I would like to use this model to determine how much money a company saves by using online services instead of its current methods of purchasing, and in order to do this I need some data.
The inputs required for this spreadsheet are the following:
(1) Number of transactions: We will assume that a business uses 20 different suppliers, each of which has the same debit card processing fee (an average of $0.0005 per transaction). If businesses switch to online purchasing, they will pay $0.0015 per debit card transaction – a saving of $0.003 on shipping and receiving – and another $0.0015 processing fee for each new transaction they make. By multiplying these figures together, we can get a result of $0.0059 for each debit card transaction, or 20 transactions per year.
(2) Discount rate: We will assume that business owners should use online services because the savings they make on credit card and debit card fees are higher than savings on shipping and receiving.
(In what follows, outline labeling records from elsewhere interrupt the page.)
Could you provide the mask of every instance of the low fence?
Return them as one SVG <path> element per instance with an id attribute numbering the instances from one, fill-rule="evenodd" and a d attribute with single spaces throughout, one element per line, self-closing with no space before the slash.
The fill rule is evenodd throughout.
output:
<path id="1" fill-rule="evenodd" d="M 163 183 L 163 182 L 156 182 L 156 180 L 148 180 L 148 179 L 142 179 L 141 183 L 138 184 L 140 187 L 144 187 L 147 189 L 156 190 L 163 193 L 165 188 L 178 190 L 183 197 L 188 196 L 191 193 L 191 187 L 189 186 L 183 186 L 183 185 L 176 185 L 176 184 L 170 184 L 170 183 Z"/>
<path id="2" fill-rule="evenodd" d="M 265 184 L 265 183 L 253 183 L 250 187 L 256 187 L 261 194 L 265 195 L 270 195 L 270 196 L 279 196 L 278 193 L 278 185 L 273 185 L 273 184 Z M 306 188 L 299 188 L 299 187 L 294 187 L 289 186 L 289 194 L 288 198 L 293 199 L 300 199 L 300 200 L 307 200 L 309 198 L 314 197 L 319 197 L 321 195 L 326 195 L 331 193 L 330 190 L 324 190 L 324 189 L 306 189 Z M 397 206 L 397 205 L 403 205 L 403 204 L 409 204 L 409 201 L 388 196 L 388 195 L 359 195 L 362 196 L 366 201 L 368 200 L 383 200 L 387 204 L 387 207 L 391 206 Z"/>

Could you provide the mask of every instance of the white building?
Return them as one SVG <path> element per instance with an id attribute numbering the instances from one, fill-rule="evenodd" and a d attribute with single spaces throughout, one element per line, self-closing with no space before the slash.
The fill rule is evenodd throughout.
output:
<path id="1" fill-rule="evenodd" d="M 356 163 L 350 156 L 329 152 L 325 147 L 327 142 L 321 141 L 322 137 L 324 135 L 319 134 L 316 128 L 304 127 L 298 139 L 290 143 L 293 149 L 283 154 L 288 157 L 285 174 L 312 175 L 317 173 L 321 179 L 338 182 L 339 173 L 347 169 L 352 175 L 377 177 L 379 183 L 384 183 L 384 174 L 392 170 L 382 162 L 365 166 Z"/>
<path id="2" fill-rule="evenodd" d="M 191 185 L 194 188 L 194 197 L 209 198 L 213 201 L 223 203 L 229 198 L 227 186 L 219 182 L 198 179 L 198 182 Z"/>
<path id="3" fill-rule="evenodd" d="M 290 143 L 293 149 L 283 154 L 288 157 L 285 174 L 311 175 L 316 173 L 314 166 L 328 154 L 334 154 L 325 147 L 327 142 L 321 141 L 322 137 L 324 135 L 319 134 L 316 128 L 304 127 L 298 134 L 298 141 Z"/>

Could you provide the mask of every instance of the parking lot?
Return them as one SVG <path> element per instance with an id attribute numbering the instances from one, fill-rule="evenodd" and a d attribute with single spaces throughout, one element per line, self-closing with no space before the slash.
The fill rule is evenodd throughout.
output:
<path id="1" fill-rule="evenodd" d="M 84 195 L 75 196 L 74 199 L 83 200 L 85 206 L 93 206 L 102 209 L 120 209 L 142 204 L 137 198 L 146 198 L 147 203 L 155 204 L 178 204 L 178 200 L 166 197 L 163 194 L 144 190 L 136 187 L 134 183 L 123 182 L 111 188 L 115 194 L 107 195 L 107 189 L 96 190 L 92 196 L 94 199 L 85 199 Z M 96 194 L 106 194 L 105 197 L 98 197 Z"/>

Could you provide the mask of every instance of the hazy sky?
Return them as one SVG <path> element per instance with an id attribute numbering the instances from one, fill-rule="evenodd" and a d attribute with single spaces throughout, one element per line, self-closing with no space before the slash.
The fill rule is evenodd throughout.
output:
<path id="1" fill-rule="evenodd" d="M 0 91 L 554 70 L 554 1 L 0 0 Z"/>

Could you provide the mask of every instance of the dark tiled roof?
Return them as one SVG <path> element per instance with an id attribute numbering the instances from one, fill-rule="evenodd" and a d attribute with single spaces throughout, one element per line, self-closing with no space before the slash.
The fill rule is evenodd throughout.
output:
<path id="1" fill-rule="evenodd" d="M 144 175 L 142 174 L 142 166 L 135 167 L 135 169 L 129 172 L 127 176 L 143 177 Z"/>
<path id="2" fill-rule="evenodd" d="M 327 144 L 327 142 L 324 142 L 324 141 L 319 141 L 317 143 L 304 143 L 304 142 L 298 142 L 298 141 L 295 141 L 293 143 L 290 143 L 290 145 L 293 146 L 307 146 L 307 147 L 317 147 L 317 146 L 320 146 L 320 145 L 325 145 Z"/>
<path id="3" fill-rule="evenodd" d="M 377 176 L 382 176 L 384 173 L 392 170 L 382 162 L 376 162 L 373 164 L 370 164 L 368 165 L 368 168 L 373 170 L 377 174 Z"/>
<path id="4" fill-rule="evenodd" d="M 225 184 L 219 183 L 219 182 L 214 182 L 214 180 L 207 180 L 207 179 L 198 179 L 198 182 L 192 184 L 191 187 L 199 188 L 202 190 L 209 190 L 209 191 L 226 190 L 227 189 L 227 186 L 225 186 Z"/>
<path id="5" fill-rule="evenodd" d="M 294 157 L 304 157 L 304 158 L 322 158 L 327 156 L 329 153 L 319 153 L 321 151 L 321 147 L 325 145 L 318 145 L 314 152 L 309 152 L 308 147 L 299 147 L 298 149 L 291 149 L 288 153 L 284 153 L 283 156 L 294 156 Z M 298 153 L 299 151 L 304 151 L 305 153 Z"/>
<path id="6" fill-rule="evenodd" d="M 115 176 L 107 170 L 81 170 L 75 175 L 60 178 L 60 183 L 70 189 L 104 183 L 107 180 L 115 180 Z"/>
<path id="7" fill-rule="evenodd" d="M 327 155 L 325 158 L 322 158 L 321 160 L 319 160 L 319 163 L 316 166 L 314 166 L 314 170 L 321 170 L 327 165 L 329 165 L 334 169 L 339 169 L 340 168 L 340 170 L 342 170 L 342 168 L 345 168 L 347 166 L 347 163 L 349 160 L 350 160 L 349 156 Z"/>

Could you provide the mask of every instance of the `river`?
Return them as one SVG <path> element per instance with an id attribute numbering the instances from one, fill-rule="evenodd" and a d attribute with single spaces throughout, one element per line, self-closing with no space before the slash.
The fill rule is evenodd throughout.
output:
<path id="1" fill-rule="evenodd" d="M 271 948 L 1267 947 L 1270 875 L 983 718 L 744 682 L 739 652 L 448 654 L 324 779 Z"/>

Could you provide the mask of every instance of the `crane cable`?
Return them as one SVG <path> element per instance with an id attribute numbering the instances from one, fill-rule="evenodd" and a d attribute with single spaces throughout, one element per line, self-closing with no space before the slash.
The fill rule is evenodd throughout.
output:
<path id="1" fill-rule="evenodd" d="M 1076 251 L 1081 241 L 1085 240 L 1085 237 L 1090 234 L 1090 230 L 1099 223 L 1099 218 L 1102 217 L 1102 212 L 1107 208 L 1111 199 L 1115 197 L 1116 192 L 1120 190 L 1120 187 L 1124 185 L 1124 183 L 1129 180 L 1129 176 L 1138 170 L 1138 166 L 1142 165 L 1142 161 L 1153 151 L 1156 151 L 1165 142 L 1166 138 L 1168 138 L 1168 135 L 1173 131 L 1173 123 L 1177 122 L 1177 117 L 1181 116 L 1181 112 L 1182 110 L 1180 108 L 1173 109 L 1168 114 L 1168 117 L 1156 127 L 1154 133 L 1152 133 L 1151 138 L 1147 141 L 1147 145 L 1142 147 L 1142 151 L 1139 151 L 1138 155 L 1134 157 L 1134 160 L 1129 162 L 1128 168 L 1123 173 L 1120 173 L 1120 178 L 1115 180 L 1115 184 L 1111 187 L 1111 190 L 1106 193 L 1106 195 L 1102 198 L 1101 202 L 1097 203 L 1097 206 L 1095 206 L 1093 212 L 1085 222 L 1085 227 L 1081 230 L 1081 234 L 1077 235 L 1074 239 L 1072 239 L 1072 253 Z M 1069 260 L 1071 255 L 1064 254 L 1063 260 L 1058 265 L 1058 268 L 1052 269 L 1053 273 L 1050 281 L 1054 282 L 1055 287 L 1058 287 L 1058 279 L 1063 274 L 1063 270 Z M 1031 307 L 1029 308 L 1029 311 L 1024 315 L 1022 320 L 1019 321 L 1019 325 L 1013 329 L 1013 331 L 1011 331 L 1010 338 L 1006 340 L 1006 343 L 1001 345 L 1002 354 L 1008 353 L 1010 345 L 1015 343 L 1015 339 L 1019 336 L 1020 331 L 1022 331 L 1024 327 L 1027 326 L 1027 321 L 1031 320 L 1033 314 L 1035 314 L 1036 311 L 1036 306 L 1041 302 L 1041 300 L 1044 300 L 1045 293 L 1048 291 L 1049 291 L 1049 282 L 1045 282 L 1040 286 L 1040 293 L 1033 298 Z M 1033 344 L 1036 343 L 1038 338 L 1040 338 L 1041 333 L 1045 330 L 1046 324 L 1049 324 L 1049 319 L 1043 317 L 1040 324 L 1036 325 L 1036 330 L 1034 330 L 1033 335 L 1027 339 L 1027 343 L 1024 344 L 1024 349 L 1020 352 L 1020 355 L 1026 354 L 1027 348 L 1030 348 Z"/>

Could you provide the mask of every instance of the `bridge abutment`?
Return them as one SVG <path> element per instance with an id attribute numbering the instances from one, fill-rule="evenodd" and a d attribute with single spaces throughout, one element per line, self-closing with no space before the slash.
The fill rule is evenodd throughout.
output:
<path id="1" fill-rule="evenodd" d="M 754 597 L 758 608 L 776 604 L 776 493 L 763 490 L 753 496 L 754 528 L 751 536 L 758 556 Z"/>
Therefore, the discount rate is 30% (the average profit margin on online transactions).

Conclusion
As can be seen from the calculations above, a business that makes $3,000 in annual transactions with 20 suppliers and a 30% profit margin stands to make significant savings if it were to use online services instead of its current purchasing methods. The company would save $522 by using online services; this is enough to justify paying for the services, which cost only $108 per year.
The business would need a discount rate of between 20% and 18% in order to consider paying for an alternative method of purchasing that will result in a return on investment instead of saving money upfront.